Many homelab users are actually building things out in an effort to learn tooling that they will then use at work. Or just out of intellectual interest.
Yeah, a small-scale rack for home would be great to replace the beowulf cluster me and others are still stuck with. I'd probably pay a premium for it, given what I can tell from their product material.
If they can scale down the hardware to something close to homelab-ish in price, would be great marketing and way to build expertise to have their big boy solution promoted at workplaces. Probably not a priority at their stage though.
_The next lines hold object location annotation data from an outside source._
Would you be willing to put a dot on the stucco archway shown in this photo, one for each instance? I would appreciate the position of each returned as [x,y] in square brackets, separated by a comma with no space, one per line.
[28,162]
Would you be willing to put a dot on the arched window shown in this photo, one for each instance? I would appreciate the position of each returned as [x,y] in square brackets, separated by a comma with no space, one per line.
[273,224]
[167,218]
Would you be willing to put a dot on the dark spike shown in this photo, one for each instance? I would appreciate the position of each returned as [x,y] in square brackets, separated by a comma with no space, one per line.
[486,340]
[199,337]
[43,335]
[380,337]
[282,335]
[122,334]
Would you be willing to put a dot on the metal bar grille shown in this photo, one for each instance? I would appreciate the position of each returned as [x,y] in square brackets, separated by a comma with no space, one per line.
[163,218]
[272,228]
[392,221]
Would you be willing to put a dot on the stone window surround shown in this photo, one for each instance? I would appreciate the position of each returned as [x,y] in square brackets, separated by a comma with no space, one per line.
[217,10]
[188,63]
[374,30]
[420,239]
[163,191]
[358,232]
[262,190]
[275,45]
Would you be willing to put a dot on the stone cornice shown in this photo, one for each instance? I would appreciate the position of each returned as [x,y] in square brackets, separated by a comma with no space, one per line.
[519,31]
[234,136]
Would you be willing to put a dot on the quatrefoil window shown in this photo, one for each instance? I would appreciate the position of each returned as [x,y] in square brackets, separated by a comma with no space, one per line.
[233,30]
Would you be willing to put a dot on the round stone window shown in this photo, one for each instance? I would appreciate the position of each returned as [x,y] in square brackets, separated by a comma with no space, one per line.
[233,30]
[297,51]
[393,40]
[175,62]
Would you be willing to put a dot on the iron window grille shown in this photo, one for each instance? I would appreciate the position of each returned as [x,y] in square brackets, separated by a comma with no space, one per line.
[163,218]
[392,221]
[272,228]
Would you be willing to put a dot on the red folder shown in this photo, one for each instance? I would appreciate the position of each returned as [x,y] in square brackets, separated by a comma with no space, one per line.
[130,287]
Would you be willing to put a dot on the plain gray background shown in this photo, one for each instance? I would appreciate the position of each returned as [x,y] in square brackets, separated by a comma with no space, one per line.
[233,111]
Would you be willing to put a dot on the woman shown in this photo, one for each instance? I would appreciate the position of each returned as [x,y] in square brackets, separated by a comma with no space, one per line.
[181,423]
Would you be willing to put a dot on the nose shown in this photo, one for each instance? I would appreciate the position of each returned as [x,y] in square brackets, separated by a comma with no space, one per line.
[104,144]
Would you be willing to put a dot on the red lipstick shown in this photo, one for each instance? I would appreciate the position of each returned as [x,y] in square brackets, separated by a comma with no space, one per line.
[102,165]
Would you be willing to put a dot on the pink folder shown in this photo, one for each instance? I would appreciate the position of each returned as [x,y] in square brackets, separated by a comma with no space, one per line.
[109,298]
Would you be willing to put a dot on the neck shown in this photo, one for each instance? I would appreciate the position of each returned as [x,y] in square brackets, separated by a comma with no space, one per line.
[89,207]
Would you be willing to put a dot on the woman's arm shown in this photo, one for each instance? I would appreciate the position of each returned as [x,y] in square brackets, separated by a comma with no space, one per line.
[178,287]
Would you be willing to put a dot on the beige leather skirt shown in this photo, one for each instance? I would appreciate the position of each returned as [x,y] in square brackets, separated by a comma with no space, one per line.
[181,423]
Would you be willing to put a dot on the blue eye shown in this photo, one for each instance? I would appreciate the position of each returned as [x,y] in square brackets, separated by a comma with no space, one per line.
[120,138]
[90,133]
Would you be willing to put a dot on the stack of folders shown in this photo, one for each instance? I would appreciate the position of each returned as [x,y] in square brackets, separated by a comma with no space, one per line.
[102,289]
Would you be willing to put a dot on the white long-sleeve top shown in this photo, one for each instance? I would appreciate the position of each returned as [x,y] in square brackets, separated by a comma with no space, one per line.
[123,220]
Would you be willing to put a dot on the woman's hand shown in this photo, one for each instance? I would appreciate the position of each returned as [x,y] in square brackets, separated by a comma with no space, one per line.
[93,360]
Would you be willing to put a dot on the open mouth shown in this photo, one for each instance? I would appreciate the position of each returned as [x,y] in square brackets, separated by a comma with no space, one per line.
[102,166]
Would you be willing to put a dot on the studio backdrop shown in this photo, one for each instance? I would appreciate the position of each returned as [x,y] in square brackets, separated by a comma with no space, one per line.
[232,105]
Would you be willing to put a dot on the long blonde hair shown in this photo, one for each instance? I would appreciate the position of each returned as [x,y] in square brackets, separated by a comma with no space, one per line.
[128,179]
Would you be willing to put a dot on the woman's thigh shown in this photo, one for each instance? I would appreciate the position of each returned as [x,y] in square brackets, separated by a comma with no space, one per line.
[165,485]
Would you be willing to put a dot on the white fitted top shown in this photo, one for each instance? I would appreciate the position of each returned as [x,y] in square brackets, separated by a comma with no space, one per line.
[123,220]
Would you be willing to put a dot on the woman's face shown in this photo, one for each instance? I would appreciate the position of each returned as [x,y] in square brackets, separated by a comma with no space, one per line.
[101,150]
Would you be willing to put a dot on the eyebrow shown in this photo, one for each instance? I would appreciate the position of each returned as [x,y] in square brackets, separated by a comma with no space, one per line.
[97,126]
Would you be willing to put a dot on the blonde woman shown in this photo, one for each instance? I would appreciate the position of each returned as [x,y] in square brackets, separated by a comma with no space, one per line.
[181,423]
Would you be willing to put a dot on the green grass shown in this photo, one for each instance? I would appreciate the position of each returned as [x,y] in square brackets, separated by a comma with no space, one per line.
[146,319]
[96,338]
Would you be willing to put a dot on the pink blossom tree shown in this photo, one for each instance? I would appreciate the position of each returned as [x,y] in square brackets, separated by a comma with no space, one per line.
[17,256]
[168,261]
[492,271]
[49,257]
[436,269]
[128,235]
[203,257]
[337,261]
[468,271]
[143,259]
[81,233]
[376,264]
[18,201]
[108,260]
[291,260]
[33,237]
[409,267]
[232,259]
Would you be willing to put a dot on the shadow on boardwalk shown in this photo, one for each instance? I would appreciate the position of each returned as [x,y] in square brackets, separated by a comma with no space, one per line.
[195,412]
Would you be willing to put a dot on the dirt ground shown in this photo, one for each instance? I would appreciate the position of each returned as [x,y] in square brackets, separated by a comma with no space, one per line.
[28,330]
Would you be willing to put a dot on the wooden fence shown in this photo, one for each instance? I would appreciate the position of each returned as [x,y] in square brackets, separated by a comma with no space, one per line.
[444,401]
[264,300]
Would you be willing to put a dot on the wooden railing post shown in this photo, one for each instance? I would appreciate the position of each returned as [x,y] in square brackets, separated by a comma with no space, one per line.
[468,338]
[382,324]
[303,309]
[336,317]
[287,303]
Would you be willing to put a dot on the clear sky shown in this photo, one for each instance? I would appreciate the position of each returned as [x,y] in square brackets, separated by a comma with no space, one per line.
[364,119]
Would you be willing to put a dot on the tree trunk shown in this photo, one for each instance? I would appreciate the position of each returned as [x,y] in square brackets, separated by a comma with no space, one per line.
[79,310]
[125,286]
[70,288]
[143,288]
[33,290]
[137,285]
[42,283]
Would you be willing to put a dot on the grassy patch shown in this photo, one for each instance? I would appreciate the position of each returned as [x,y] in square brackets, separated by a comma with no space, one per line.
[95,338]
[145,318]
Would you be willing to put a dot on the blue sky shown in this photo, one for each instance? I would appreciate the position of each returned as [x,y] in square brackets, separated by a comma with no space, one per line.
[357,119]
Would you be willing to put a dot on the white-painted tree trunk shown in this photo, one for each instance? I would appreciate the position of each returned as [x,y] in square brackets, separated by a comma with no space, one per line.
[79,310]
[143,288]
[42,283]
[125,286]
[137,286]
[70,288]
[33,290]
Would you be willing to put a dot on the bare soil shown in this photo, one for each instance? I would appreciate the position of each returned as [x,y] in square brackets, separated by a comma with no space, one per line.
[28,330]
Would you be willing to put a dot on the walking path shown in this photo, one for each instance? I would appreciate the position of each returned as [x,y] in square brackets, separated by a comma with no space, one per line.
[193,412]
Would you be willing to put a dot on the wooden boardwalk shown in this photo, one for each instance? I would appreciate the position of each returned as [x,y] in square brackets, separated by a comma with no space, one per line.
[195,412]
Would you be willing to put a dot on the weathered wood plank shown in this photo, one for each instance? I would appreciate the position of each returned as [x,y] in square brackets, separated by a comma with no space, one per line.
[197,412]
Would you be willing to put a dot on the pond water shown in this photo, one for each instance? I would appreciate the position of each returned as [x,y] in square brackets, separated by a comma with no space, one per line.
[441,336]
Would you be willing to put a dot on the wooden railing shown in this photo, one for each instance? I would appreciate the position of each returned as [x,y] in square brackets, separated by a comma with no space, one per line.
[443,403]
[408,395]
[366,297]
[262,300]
Hah, that might be slightly above what I'm ready to pay for a at-home server yes :) But given the right specifications and software integration, I'd probably be ready to pony up up to somewhere around 10K for a complete solution if it could replace all my existing hardware, even if it was more expensive than other options with worse tradeoffs.
You have 3-phase service to your house? Lucky. I wish I could get 3-phase here but I think it would require trenching like half a mile to the main road. I get by with a phase converter on my lathe but it's significantly less efficient.
I very much want a Framework 13 with a decent AI chip, but the abysmal battery life is a hard stop for me, sadly. I know this isn't entirely on Framework (get your shit together AMD).